Toronto lawyer and Justice Centre counsel Daniel Santoro presented the Justice Centre’s argument in support of Charter section 2(d) freedom of association before a panel of justices, as did other interveners, in addition to argument presented by the actual parties: Trinity Western University (TWU) and the Law Society of Upper Canada (LSUC), on June 6, 2016.
The law societies of B.C., Ontario and Nova Scotia have ruled against recognizing the law program of Trinity Western University (TWU), a private Evangelical Christian university in Langley, B.C. The Federation of Law Societies of Canada has approved the law program of TWU as meeting academic and professional standards. Neither the Court of Appeal nor the LSUC does not allege that there is anything wrong with TWU’s law program, but claims that TWU’s Community Covenant discriminates against the LGBTQ+ community. The Community Covenant prohibits numerous legal activities such as vulgar or obscene language, drunkenness, viewing pornography, gossip, and sexual activity outside of the marriage of one man and one woman.

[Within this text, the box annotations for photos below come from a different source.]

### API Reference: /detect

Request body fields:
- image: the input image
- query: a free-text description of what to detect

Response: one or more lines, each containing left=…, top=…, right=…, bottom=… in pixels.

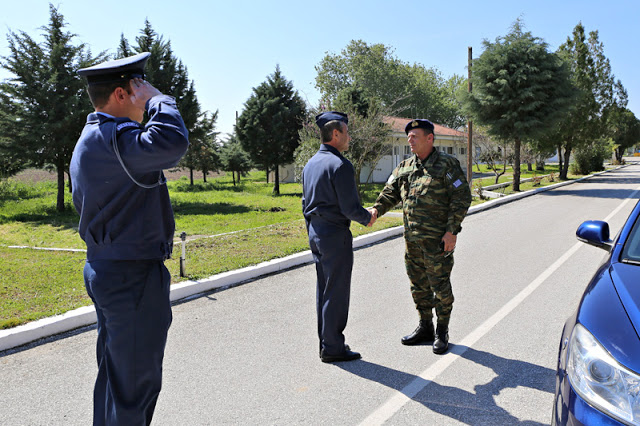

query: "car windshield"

left=621, top=218, right=640, bottom=265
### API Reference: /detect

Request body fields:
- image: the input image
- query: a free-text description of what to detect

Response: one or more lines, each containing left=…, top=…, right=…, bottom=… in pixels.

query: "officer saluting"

left=70, top=53, right=189, bottom=425
left=302, top=111, right=376, bottom=362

The Justice Centre previously intervened in this case at the Ontario Divisional Court in May of 2015, to argue for the Charter section 2(d) right to freedom of association, including the right of every charity, ethnic and cultural association, sports club, temple, church, and political group to establish its own rules and membership requirements. In July of 2015, the Ontario Divisional Court upheld the decision of the LSUC to refuse to recognize the law program of TWU.

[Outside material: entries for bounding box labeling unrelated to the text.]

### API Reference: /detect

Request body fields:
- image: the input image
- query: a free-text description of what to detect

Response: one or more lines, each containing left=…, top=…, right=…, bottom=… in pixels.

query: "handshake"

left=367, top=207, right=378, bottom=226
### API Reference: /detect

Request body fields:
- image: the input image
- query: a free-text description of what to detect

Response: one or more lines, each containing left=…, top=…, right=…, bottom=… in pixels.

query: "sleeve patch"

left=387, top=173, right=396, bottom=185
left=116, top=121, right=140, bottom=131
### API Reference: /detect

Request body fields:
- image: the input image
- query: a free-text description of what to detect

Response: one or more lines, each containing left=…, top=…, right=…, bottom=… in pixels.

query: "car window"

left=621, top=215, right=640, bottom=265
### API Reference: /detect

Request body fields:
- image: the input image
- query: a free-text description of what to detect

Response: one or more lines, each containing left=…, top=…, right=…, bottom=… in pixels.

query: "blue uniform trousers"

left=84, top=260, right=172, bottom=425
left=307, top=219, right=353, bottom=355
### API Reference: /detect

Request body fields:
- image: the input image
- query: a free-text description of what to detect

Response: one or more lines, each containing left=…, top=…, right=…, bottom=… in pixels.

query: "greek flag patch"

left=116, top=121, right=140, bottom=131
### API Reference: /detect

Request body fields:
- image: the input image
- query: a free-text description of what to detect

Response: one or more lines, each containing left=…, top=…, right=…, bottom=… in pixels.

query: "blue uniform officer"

“For a free society to remain free, its citizens must accept that other people can and do have radically different conceptions of reality, including unpopular ideas about sex and sexual morality. The Court of Appeal’s decision erred in recognizing a legal right to be free from hurt feelings, which undermines both freedom of expression and freedom of association,” stated Justice Centre president John Carpay.